CINCINNATI -- As America's Baby Boomers age there is an ever-increasing need for health care workers.
In an effort to meet that demand and to reach out to young people University Hospital in Cincinnati offers their Medical Explorers program.
"From clinical, to research, to education, it gives them a complete array of exposure that they really aren't going to get anywhere else," said Lee Ann Liska, Executive Director and Senior Vice President of University Hospital.
The students meet monthly.
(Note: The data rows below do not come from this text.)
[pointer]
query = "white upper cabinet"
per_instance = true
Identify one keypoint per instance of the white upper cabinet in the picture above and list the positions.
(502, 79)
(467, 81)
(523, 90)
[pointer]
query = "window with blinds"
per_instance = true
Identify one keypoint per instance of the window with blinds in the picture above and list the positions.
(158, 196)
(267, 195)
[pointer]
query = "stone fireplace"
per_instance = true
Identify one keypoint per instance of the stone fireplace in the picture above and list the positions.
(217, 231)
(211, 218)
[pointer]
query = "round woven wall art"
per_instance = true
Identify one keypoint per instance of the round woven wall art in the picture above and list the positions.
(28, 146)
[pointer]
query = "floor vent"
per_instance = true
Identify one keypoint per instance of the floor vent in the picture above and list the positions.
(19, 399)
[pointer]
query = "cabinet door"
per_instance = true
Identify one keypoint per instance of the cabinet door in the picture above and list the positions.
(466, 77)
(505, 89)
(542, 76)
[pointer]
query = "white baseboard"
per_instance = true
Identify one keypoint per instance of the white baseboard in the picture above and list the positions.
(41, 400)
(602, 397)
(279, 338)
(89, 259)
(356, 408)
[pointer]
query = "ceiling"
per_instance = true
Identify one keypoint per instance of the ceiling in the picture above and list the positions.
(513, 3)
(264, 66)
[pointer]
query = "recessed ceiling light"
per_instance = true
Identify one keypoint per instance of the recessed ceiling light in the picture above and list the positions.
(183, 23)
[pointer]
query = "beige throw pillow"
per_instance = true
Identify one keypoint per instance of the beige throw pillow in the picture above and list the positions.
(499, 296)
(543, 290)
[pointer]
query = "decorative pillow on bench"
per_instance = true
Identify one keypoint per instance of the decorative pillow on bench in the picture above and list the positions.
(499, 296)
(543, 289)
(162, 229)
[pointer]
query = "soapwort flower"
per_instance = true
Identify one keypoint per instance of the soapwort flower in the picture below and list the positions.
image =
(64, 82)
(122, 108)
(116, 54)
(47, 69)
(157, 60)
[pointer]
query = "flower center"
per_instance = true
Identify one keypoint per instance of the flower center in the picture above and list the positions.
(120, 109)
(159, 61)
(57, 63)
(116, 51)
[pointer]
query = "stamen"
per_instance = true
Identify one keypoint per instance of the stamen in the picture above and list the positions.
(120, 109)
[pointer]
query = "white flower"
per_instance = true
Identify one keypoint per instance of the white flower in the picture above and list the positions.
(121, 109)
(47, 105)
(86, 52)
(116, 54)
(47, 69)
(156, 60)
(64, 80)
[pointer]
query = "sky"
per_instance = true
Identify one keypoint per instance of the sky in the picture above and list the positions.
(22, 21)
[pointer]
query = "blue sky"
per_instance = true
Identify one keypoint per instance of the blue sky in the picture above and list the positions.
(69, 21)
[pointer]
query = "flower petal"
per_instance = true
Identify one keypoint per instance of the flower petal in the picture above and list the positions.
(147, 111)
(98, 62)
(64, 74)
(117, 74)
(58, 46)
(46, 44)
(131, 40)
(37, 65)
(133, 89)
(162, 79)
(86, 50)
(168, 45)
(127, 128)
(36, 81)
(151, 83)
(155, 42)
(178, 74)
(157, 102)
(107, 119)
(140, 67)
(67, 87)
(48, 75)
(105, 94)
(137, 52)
At their November session they learned CPR.
"What I thought would be a good thing to learn is something they can actually do," said Mary Clare Hill, M.D.
In addition to learning CPR the students, like Walnut Hills Junior Lydia Prophett, promised to teach their friends and family how to perform CPR as well.
"At first it was challenging just figuring it out but after I got the hang of it it was very simple and it's good to know that it's very easy to save a life," said Prophett.
Prophett and the other Explorers each received a white lab coat to wear while they participate.
"It puts a mental model in their head of being a health care professional," explained Hill.
Currently in the United States there exists a nurshing shortage and a projected shortage of physicians.
Hill suggests that these high school students will soon become the care-givers of the Baby Boomers.
"We have a lot of people going to be older rather than younger and we're going to need health care so we'll need nurses, radiologists, doctors, pharmacists respitory therapists. We'll need people to take care of us," said Hill.